In Cizre liefern sich die türkische Armee und die PKK heftige Gefechte. Der Europarat fordert Zugang in die Stadt.

unserer Korrespondentin Susanne Güsten (Die Presse)

Istanbul. Um die Stadt Cizre im Osten der Türkei toben weiterhin Gefechte. Die türkischen Streitkräfte haben die Stadt umstellt, in den Straßen haben sich Kämpfer der kurdischen Untergrundorganisation PKK verschanzt. Die prekäre Lage in Cizre erregt inzwischen Interesse im Ausland. Der Europarat verlangte von der Regierung in Ankara am Freitag, unabhängige Beobachter in die Stadt zu lassen. Die schwedische Außenministerin Margot Wallström rief den Chef der prokurdischen, linken Partei HDP, Selahattin Demirtaş, an und sprach mit ihm über Cizre, wie die HDP mitteilte. Die Stadt mit 120.000 Einwohnern wird zum Brennpunkt des neu aufgeflammten Kurdenkonfliktes in der Türkei: Seit der vergangenen Woche wird Cizre an der syrischen Grenze von Sicherheitskräften abgeriegelt.

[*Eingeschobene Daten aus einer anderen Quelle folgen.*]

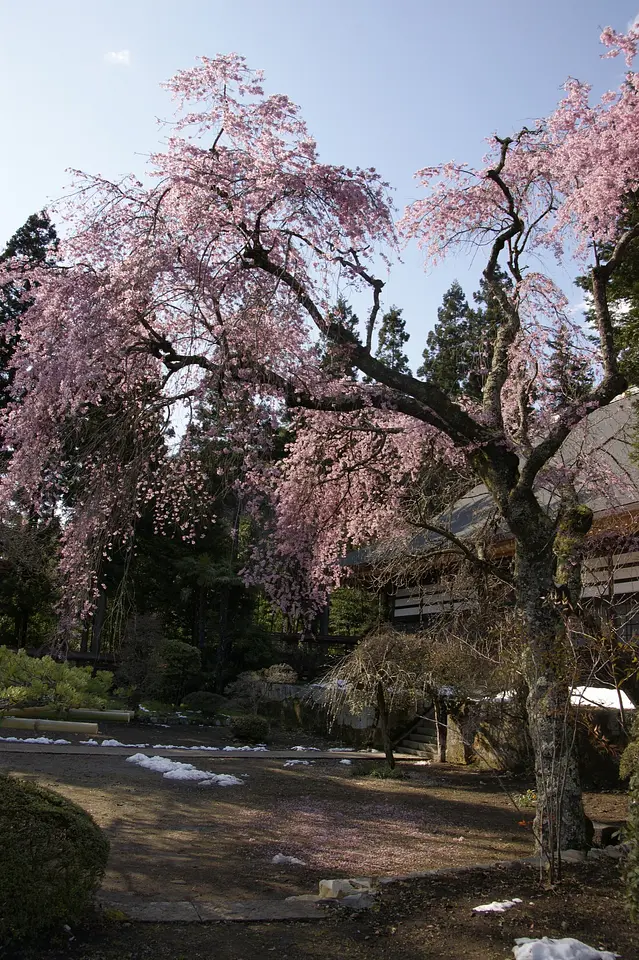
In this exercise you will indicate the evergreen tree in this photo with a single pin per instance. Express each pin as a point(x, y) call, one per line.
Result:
point(335, 360)
point(570, 374)
point(446, 357)
point(624, 297)
point(391, 339)
point(33, 244)
point(459, 349)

Nach Regierungsangaben sind in den vergangenen Tagen mehr als 30 Kämpfer der PKK in Cizre getötet worden. Kurdenpolitiker sprechen dagegen von einer brutalen Strafaktion gegen kurdische Zivilisten, der Kinder und Frauen zum Opfer gefallen seien.

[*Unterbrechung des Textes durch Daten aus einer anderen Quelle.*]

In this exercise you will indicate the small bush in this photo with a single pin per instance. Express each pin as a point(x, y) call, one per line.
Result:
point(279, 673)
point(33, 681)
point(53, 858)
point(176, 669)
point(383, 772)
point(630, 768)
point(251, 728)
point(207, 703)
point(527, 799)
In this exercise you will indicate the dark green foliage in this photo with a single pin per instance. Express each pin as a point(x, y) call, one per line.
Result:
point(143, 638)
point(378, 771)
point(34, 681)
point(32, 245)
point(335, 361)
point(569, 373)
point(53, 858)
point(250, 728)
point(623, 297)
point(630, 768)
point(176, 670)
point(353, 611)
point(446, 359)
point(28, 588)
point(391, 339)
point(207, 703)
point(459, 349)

Die PKK rief aus Protest gegen die Lage in Cizre ihre Anhänger in Europa zu Protestaktionen auf. PKK-Anhänger hatten Cizre vor einigen Wochen einseitig zu einem Autonomiegebiet erklärt, in dem türkische Institutionen nicht mehr anerkannt werden sollten. Sie errichteten Barrikaden und hoben Gräben aus, um Polizeifahrzeugen den Zugang in die Stadt zu verwehren. Die Behörden entsandten Sondereinheiten und verhängten eine Ausgangssperre. Innenminister Selami Altinok erklärte, in Cizre seien 800 Kilogramm Sprengstoff beschlagnahmt worden. Straßen seien mit Sprengfallen unpassierbar gemacht worden, heißt es in Ankara.

Dagegen berichteten Kurdenpolitiker von Scharfschützen der Polizei, die Jagd auf Zivilisten machten. Frauen und Kinder seien der Belagerung zum Opfer gefallen. Selbst Beisetzungen sowie Gottesdienste in Moscheen würden verboten, Wasser und Strom seien vielerorts abgestellt. In Cizre solle ein Exempel statuiert werden.

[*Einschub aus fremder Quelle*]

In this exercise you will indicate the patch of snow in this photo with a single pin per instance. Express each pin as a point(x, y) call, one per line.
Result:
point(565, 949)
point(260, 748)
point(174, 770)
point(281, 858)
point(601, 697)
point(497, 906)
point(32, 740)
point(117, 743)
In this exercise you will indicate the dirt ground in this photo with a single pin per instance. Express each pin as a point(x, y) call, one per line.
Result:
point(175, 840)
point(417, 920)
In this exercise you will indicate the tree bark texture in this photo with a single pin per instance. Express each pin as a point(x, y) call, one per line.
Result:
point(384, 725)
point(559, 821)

PKK vergleicht Cizre mit Kobane

Die Führung der prokurdischen, linken HDP versuchte vergeblich, nach Cizre zu gelangen: Sicherheitskräfte verwehrten den Politikern den Zutritt in die Stadt. HDP-Chef Demirtaş erklärte darauf, die Brutalität von Polizei und Armee in Cizre hätten der PKK viele Sympathien verschafft. Auf Bildern, die angeblich aus der Stadt stammen, waren viele schwer verletzte Menschen zu sehen, darunter ein Kleinkind. Während die Kurden dem Staat Vorwürfe machen, geht die PKK selbst ohne Rücksicht auf Zivilisten vor: In der Stadt Diyarbakir eröffneten Bewaffnete das Feuer auf Polizisten in einem Lokal und töteten einen 21-jährigen kurdischen Kellner.

In PKK-Erklärungen wird die Lage in Cizre mit der Belagerung der syrischen Kurdenstadt Kobane im vergangenen Jahr verglichen: In der Propaganda der Kurdenrebellen wird Cizre zum Zentrum des Widerstands gegen das Böse verklärt. Der in London ansässige Türkei-Experte Ziya Meral schrieb auf Twitter, der türkische Staat und die PKK versuchten in Cizre jeweils ihre eigene „Souveränität zu behaupten“.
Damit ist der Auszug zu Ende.